When Stoma first told me that, I hadn’t yet acquired the strength of will to understand it. But I think I’m getting a little stronger now.
For example, I know a woman who can really upset me very fast — I can just blow up at her. The last time I did, I said some unpleasant things and she was very upset, and I deeply regretted it. So now I’m really working hard, when I talk to her, to not react. I think I’m doing a little better. Not mastery — but a little bit better.
Every challenge in life can be used in this way. As Swami Rama said — use every circumstance for grist for the mill.
Stay Within Your Capacity — But Push the Edge
This doesn’t mean we should stay around people who are abusive beyond our capacity to protect ourselves. You don’t want to get hurt, or hurt them. But here is something to consider. If you can open the door just a little bit, now and then, in a controlled way, over time you may slowly grow. Don’t throw the door wide open — then you get overwhelmed, you have to run away, and it serves no purpose. But a little bit, under controlled conditions, and over time you may gain confidence that you can handle it and become less reactive.
It’s like hatha yoga. You come up toward your limit, but you stay just beneath it, maybe 80%. If you stay at 20% of your capacity, you won’t progress. By pushing toward your limit, over time your limit will increase, and you can go a little more.
I know someone with Parkinson’s, and her memory has been affected by the disease.

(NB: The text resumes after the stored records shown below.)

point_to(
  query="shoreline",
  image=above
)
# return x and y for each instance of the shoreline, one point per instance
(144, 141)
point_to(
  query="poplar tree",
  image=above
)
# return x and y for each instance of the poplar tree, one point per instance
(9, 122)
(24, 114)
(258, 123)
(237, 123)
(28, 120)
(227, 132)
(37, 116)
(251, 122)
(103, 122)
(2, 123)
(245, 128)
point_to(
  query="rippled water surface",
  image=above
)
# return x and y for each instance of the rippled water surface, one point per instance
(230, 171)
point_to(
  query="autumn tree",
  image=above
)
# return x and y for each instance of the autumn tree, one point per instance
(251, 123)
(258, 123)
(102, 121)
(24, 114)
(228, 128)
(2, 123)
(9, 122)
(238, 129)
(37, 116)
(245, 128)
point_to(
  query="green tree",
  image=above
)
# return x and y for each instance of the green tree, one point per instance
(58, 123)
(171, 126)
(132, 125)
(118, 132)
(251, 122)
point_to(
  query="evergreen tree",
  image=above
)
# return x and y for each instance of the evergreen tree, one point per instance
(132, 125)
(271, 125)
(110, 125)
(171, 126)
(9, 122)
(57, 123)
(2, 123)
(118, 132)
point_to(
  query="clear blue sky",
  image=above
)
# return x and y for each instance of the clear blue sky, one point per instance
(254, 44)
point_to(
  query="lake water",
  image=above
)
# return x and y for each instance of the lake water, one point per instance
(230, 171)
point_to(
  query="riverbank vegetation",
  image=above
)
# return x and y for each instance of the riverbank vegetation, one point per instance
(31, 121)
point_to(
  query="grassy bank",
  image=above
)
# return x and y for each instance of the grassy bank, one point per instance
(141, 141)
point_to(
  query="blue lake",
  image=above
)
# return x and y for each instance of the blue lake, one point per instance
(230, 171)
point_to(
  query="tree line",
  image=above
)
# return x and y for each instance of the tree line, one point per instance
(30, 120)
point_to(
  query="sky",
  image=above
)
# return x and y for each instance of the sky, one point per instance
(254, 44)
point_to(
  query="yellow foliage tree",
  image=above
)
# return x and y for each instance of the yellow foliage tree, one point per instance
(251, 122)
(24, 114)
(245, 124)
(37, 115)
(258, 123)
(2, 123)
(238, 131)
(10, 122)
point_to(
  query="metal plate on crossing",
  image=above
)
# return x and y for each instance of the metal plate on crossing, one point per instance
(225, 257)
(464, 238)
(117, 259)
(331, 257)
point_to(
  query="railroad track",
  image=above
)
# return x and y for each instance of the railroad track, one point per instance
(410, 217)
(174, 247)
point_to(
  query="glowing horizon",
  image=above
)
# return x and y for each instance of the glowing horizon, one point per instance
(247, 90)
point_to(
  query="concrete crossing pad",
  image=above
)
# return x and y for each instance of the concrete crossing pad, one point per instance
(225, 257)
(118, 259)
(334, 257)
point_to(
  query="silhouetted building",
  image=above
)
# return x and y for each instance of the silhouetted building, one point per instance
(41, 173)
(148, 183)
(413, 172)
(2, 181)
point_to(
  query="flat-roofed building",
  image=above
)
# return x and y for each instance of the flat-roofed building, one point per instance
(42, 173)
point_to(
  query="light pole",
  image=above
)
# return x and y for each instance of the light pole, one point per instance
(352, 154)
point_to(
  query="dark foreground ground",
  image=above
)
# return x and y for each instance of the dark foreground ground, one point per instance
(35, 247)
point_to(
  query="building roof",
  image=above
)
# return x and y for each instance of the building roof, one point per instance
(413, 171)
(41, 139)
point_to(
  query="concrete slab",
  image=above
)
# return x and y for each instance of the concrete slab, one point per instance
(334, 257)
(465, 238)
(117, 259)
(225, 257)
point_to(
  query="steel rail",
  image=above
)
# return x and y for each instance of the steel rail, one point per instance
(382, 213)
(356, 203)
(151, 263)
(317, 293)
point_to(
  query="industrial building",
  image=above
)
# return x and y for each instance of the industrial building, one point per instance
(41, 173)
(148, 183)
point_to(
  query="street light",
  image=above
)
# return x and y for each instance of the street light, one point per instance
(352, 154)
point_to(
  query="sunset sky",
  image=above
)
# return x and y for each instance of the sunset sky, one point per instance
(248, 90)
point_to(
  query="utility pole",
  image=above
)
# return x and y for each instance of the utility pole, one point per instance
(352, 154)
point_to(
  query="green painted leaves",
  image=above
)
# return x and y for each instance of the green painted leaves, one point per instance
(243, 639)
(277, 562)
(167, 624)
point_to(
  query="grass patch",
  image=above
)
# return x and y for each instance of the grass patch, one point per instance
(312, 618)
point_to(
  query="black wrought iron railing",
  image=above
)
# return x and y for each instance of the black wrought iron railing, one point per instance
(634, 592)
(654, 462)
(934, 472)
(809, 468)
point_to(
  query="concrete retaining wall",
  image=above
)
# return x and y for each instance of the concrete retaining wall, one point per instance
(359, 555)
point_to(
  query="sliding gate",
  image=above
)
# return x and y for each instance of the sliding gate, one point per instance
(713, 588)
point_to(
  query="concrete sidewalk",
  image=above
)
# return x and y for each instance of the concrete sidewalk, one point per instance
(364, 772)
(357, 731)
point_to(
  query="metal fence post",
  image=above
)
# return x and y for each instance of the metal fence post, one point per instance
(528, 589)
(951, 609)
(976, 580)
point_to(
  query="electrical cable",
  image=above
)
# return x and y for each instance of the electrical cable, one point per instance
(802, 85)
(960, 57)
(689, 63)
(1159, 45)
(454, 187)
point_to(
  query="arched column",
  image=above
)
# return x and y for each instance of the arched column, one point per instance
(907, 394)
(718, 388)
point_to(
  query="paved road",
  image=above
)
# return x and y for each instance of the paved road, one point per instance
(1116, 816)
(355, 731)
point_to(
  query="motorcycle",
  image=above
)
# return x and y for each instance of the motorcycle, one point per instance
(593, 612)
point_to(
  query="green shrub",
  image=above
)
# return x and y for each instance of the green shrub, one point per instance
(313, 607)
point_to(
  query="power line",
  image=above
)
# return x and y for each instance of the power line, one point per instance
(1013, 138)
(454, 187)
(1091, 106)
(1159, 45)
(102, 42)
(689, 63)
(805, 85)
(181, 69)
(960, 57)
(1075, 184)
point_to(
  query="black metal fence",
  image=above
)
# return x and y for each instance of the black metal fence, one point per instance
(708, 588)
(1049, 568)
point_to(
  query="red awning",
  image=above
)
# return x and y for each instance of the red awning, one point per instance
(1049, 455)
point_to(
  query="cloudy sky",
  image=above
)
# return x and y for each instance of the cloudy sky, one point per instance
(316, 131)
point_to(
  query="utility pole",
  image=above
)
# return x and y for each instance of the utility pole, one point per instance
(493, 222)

She walks into a room and doesn’t have a clue what to do. Those of us with intact memories don’t realize how much memory quietly does for us. At first it was very hard for me — I kept thinking, What do you mean you don’t know what to do? It took me months to even begin learning that she truly didn’t know. She was not trying to make life difficult. I’ve still got a long way to go but am in process.
So be gentle with yourself. But keep pushing that edge a little. Over time, the limit grows.
Boundaries Are Yours — Not Theirs
One thing worth saying clearly: when we talk about staying in relationship with difficult people, we are not talking about expecting them to change. We are not talking about expecting them to honor our boundaries. Your boundaries are yours. You set them for yourself, for your own emotional sanity — not because the other person is going to respect them. That distinction matters.
There are some people we may genuinely need to step back from, at least for a time. There is wisdom in that too. The question is whether we are stepping back because it is truly beyond our current capacity, or whether we are simply avoiding the discomfort of practice. Slowly, carefully, we can learn to tell the difference.
The Dog and God
Swami Hari was always joking. He once talked about the words dog and God. They are the same letters, just reversed. Like a dog seeks out unpleasant things to repeatedly sniff, so the mind tends to think of unpleasant experiences to repeatedly review. But when the mind obsessively thinks of the same painful situation, you get an emotional problem. If, instead, you can put your mind on a leash, and restrain it from going back to that painful circumstance for the thousandth time, you will have more peace in your life.
The mind that is pulled around by every difficult person, every upsetting encounter, every slight and threat — that same mind, trained through practice, can become something else.
We keep growing stronger. Eventually, we can come to the point where we can hold the mind still. And then we can go through life without being dragged here and there by all the different attractants. In that stillness and silence, you may find God.